Let's examine my cat, Alex. There is nothing wrong with him, and a lot right with him. He's a wonderful cat, and a cat is a perfectly noble thing to be. Therefore, it's completely acceptable to refer to him as a cat, right? I love my cat.
Now let's attach a stigma to it. Let's say society has determined that there is something subtly wrong with being like Alex. To be Alex makes you somehow less acceptable, and gets you less respect, while being compared to Alex is an assault on dignity. All over the place, we would hear "cat" as an insult. "That was a totally catlike thing to do." "Ah, what else can you expect from a cat?" "Mommy, at school they're calling me a cat. Am I a cat?" "Of course you're not a cat. Don't be silly. Whoever called you a cat was just being mean." "Don't call me a cat. I am NOT a cat!" In this environment, we still have Alex, who is in fact a cat, and always will be a cat. But we love him, and we don't want him to endure the shame and the rejection. So we come up with another word. "Let's not say Alex is a cat. Let's say he is a feline." Then "cat" becomes essentially a swear word, and they start censoring it out of support websites.

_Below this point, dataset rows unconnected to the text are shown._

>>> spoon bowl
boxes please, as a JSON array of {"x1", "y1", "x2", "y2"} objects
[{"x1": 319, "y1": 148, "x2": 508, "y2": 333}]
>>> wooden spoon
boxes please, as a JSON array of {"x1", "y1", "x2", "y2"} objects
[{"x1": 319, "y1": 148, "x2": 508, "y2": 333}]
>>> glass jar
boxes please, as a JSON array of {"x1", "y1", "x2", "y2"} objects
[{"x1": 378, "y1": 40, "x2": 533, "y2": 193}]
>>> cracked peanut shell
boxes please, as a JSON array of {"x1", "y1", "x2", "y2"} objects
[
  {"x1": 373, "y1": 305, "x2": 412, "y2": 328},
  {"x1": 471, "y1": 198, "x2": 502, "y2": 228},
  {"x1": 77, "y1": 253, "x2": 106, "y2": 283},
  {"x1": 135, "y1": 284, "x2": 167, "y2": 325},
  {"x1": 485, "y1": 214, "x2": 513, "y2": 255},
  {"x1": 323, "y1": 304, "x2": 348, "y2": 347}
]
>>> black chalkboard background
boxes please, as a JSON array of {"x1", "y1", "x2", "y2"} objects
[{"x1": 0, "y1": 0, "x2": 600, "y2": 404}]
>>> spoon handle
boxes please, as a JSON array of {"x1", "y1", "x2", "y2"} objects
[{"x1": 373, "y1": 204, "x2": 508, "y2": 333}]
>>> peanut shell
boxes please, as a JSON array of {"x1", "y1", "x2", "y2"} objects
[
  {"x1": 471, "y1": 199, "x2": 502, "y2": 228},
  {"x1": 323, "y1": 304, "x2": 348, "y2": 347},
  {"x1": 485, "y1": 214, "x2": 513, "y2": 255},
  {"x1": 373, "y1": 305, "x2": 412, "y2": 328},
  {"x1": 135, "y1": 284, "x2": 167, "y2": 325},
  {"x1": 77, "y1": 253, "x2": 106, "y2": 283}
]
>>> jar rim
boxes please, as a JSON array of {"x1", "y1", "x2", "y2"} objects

This works for a while, but soon people catch on that "cat" and "feline" are the same thing. Now "feline" becomes the insult. "That was a feline thing to do." "Mommy, am I a feline?" "Don't call me a feline."
Still we have Alex, and still we love him. Still we don't want to shame him or use a word that may insult him. So now we can't call him a cat or a feline. Where do we go from there? Is he now a whiskered citizen? A miniature lion? A speaker of meow? Are we going to borrow a word from another language and start saying "gato" or "koshka" or "gorbe" or "popoki"? We're probably not going to go to "felid" now, because that's too close to "feline."
I don't think the particular word of choice is the real problem. I think the real problem is that we need to realize, stigma is an imaginary construct. Because we see that there is nothing bad about Alex being exactly what he is, that's why we can call him a cat and say it with pride. Now, why can't we do the same thing with humans who are somehow marginalized for being what they are? Why can't we just stop using the concepts of being mentally ill, or having a low IQ, or being homosexual, as an insult. Then we won't have to come up with politically correct alternatives to describe people who really are those things.